Advanced as technology has been in recent years, there has yet been a sophisticated enough technology to mimic the locomotors of birds.

The most recent trial to imitate the class aves comes from the efforts of researchers from Stanford in a project they have called ‘PigeonBot’.

In its current phase, the PigeonBot is in its very early stages looking nothing more than a school project. Specifically, much attention was given to how the dynamics of bird’s wings work. Contrary to popular belief, there is still much we do not know about how wings work.

David Lentik, the mechanical engineering professor of the project told his students to “dissect the biomechanics of the avian wing morphing mechanism and embody these insights in a morphing biohybrid robot that features real flight feathers,” with the pigeon as the primary model because of resilient traits.

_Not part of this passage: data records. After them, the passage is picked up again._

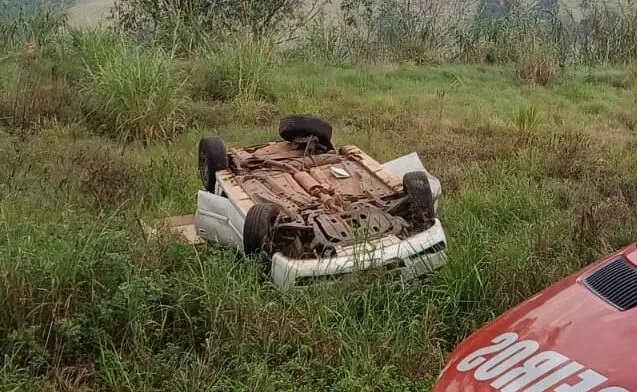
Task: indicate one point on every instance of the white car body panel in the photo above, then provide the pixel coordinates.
(218, 219)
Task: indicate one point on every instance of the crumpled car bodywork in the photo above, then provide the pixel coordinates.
(342, 212)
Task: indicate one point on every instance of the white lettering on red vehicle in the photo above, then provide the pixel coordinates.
(516, 366)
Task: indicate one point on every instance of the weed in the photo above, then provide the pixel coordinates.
(131, 93)
(527, 119)
(238, 69)
(537, 68)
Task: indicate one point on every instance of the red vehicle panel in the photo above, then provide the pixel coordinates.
(564, 339)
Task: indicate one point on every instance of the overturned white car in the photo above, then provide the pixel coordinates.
(316, 212)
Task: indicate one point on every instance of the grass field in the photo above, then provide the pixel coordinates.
(97, 134)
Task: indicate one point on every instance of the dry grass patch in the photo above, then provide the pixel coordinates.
(537, 69)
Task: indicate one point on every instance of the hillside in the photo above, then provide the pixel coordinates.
(99, 134)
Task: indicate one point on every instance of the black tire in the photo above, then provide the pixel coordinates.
(212, 158)
(421, 202)
(293, 127)
(257, 227)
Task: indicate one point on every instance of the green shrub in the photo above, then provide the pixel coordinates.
(238, 69)
(131, 93)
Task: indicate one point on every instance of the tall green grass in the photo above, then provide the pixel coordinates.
(131, 92)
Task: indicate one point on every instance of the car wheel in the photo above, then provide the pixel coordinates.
(257, 227)
(212, 158)
(293, 127)
(421, 202)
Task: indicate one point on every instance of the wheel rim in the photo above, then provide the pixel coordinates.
(203, 168)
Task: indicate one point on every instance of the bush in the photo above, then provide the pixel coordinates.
(238, 69)
(537, 67)
(130, 93)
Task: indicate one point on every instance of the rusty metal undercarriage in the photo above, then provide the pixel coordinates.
(327, 200)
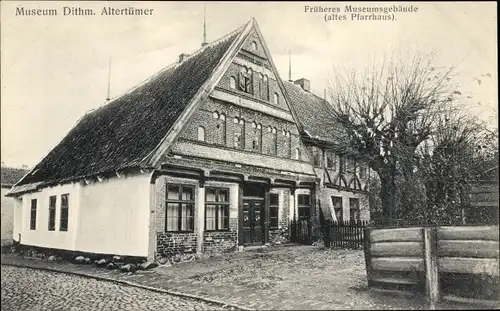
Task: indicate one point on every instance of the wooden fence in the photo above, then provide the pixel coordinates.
(344, 234)
(440, 262)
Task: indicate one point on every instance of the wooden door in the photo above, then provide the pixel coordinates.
(253, 219)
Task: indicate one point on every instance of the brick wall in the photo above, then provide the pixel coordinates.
(222, 241)
(221, 132)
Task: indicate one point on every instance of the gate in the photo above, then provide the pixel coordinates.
(300, 231)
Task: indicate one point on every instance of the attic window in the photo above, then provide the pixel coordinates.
(232, 83)
(254, 45)
(276, 98)
(201, 133)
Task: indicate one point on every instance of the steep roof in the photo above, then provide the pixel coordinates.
(11, 175)
(126, 130)
(314, 113)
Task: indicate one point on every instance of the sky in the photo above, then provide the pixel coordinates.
(55, 68)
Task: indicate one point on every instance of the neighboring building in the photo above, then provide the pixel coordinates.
(207, 155)
(10, 176)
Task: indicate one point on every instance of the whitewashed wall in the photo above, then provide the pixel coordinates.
(110, 217)
(114, 216)
(42, 236)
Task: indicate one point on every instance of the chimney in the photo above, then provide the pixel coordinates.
(182, 56)
(304, 84)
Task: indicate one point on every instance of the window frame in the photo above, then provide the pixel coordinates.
(303, 206)
(341, 208)
(202, 132)
(66, 209)
(356, 208)
(217, 204)
(52, 213)
(33, 211)
(274, 214)
(179, 201)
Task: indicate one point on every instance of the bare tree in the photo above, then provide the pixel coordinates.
(386, 113)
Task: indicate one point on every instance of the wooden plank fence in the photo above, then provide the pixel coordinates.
(441, 262)
(344, 234)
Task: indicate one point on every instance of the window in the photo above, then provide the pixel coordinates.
(331, 161)
(362, 170)
(52, 213)
(297, 154)
(239, 130)
(257, 136)
(232, 83)
(254, 46)
(354, 209)
(275, 99)
(265, 88)
(245, 80)
(273, 145)
(273, 210)
(304, 206)
(216, 209)
(179, 208)
(337, 207)
(317, 153)
(63, 221)
(351, 166)
(201, 133)
(342, 164)
(33, 215)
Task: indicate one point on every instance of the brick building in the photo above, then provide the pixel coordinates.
(213, 152)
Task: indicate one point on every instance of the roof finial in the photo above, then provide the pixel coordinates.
(204, 26)
(289, 66)
(109, 78)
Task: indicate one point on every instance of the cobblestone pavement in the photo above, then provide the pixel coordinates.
(29, 290)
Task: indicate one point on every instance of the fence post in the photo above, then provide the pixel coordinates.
(368, 254)
(431, 266)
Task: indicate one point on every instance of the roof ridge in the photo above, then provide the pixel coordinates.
(168, 67)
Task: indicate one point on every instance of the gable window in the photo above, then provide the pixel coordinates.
(337, 207)
(351, 166)
(254, 45)
(273, 210)
(265, 88)
(317, 156)
(239, 130)
(232, 83)
(33, 215)
(275, 99)
(201, 133)
(342, 164)
(354, 209)
(179, 214)
(216, 209)
(52, 213)
(304, 206)
(362, 170)
(63, 221)
(273, 145)
(257, 136)
(331, 161)
(245, 80)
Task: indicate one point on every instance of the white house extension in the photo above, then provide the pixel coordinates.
(213, 152)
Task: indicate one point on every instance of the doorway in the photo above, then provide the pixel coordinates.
(254, 213)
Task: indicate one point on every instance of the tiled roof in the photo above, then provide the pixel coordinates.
(314, 113)
(123, 132)
(12, 175)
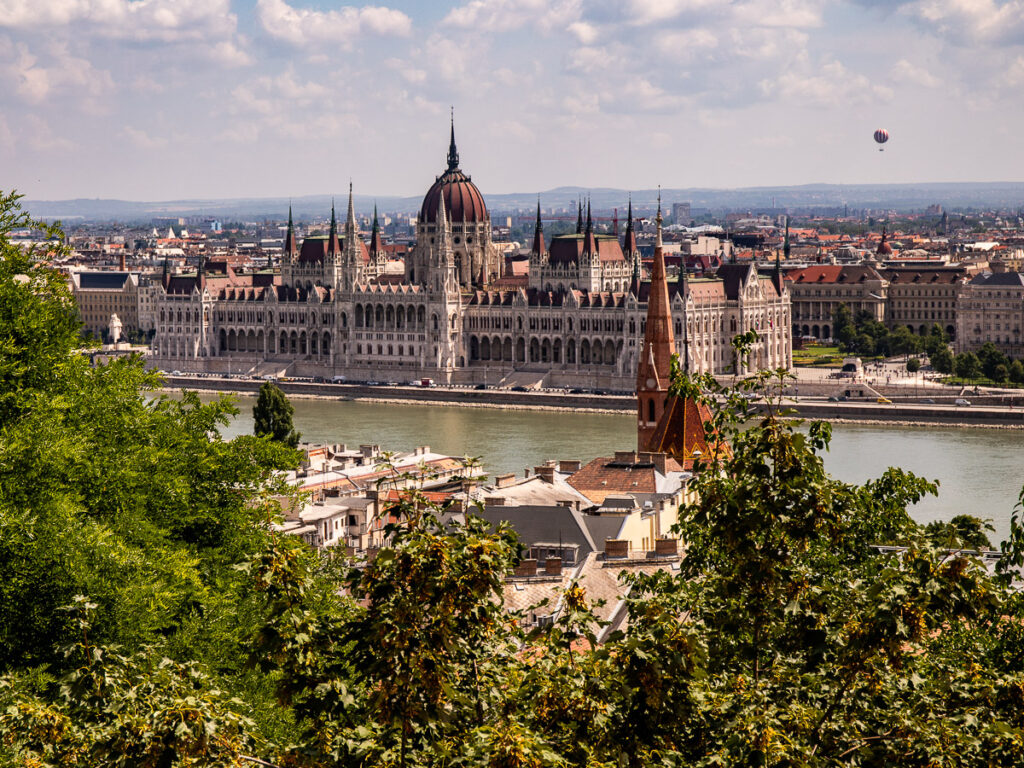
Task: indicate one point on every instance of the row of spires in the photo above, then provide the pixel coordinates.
(334, 246)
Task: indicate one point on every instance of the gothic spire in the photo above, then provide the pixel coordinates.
(539, 231)
(453, 152)
(332, 240)
(630, 242)
(290, 243)
(376, 241)
(653, 372)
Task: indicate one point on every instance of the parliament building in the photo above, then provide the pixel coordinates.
(334, 310)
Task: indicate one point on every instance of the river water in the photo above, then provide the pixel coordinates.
(978, 469)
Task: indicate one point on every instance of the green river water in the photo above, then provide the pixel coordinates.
(979, 469)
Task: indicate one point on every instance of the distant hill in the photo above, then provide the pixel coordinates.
(898, 197)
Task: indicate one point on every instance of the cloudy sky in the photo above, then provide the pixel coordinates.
(154, 99)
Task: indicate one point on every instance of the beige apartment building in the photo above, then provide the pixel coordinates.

The researches found that feathers are primary factors in bird’s ability to fly. he team found that tiny microstructures on the feathers form a sort of one-way Velcro-type material that keeps them forming a continuous surface rather than a bunch of disconnected ones.

Eric Chang, one of the lead student in the research used a total of 40 pigeon feathers to create the PigeonBot. The difference though is that the robot uses a propeller on the front to derive its lift instead of from the feathers.

In summary of the research, they found that both the PigeonBot and the pigeon used their “wrist” when the wing was partly retracted, and “fingers” when extended, to control flight.

The last update given was by Mr. Lentik saying that they are working out ways to develop a tail to partner with the wing that would result in a probable better flight for PigeonBot.